Sponsors of qualified plans and non-governmental Section 403(b) plans (including collectively bargained plans) now have until December 31, 2025, to adopt certain plan amendments required by these recent changes in law or to conform the written plan to operational changes permitted by these laws.
Special rules apply to government plans. Amendment deadlines now generally are 90 days after the close of the third regular legislative session of the legislative body with authority to amend the plan that begins after December 31, 2023. And for sponsors with pre-approved plans, the IRS states that it anticipates the changes discussed below will be covered in the next required amendments list, so that sponsors using such plan documents may be able to adopt all necessary amendments at once.
Sponsors should be aware, however, that the relief from deadlines only applies to the written plan document – not the plan in operation. The following changes are eligible for the deadline extensions, some of which are mandatory and some discretionary.
Legal Changes Eligible for Plan Amendment Deadline Extensions
The CARES Act allowed plan sponsors to waive and disregard the required minimum distribution (“RMD”) rules for calendar year 2020. Because this waiver was optional, only those plan sponsors that took advantage of the 2020 RMD waiver are affected by the plan amendment deadline extension. Plan sponsors that allowed the waiver in practice now have additional time to amend their plans to reflect this change.

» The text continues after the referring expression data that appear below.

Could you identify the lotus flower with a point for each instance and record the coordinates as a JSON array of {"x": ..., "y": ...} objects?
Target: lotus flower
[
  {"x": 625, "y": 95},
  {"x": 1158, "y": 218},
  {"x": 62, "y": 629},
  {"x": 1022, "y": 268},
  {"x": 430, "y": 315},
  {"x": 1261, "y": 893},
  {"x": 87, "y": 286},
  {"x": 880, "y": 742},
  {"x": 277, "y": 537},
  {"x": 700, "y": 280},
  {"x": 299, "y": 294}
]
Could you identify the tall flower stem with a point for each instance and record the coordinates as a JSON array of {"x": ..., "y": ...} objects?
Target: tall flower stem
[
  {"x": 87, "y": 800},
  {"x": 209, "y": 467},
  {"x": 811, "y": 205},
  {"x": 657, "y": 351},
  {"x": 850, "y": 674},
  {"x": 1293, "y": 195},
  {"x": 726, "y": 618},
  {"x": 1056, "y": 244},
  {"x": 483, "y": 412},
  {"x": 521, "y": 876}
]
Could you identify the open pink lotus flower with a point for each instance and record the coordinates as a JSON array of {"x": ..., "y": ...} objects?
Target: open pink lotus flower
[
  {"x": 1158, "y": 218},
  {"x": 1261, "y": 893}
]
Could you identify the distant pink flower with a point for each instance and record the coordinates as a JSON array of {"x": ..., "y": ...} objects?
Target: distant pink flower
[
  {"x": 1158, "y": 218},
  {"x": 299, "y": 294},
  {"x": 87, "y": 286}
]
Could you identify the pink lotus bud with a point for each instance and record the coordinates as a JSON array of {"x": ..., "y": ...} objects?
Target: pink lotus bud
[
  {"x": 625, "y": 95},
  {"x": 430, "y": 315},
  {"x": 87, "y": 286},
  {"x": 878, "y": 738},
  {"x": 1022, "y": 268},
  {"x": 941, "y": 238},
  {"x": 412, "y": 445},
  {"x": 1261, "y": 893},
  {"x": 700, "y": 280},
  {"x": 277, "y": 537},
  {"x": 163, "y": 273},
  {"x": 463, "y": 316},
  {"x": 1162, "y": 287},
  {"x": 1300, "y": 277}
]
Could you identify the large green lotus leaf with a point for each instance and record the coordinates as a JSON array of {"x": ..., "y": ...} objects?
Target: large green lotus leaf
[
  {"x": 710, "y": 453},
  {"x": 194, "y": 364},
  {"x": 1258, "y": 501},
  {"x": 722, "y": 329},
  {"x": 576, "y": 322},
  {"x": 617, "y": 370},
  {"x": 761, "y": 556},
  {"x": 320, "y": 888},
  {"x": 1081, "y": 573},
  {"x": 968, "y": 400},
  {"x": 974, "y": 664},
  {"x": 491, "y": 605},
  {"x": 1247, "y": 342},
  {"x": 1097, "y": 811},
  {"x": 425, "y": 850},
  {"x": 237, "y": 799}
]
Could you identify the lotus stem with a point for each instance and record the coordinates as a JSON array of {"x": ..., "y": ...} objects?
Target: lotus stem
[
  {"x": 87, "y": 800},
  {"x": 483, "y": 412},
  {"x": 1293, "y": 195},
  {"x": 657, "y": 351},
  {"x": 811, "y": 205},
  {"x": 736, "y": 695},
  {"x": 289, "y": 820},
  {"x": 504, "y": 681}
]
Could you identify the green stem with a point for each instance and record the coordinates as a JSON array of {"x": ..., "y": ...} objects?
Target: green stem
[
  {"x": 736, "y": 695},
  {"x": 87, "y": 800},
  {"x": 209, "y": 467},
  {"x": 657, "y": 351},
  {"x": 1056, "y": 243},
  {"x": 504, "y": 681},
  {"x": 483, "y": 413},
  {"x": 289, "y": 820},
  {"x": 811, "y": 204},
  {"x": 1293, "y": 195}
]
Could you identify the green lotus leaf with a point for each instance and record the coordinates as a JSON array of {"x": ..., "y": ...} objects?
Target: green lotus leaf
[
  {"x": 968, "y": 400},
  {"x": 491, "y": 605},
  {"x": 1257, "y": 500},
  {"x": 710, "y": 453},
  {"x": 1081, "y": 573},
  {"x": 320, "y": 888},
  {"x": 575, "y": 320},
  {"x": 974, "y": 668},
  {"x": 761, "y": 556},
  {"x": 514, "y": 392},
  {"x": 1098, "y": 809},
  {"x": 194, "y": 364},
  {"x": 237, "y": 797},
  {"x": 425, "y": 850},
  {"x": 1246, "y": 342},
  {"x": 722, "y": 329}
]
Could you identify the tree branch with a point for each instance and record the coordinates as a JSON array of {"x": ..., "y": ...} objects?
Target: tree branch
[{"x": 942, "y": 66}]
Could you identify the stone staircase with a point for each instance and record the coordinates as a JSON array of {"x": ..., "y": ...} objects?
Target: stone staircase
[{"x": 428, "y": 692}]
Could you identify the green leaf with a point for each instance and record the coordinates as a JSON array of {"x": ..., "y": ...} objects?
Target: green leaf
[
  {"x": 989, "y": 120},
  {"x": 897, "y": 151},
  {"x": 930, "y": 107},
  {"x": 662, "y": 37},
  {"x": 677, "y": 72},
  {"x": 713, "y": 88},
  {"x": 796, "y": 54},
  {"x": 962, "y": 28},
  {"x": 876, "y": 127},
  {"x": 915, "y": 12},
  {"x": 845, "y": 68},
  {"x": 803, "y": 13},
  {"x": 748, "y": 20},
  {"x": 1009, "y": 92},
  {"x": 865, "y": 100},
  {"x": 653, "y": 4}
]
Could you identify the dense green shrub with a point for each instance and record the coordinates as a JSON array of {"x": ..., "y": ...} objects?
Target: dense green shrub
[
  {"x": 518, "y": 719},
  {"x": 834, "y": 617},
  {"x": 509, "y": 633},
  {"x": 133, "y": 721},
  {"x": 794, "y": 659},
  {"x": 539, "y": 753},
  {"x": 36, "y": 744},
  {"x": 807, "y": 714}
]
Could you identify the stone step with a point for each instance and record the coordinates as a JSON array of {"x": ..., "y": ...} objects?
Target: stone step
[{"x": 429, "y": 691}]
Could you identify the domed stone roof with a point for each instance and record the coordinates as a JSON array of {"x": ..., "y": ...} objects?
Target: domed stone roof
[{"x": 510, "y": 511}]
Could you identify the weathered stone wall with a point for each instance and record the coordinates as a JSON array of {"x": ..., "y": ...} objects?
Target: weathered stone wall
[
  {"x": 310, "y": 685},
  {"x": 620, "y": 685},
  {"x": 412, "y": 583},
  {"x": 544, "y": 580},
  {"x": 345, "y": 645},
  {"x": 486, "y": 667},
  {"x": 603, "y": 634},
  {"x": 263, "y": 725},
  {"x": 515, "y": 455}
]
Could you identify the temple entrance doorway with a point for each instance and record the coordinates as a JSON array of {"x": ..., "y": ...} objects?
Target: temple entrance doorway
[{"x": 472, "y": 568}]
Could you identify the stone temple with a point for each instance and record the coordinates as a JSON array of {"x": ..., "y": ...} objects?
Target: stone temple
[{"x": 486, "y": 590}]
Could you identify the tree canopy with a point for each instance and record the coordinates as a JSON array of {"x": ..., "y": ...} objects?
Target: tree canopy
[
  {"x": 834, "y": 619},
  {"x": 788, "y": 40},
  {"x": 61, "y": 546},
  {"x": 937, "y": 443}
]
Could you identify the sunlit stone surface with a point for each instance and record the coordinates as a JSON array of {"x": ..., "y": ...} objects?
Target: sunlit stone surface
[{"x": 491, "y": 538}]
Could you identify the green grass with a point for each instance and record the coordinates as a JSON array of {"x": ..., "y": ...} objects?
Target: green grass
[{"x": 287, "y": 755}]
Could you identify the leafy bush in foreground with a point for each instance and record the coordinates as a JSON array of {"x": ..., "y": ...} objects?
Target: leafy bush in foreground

The SECURE Act modified a number of rules affecting retirement plans. Notable changes included: (i) increasing the maximum automatic deferral rate for qualified automatic contribution arrangements; (ii) liberalization of rules governing nonelective contribution-based safe harbor 401(k) plans; (iii) 401(k) plan participation by long-term part-time employees; (iv) qualified birth or adoption distributions; (v) delaying the RMD required beginning date to age 72; and (vi) limiting “stretch” distribution options from defined contribution plans to certain categories of eligible designated beneficiaries after a participant’s death. Plan sponsors may be subject to some or all of these provisions of the act.
Finally, the Miners Act permitted pension plans to allow in-service distributions beginning at age 59½. If plan sponsors have, in practice, relaxed the in-service distribution rules of their pension plans in accordance with the Miners Act, but have not amended their written plan documents, the IRS has now granted additional time to memorialize those changes in writing.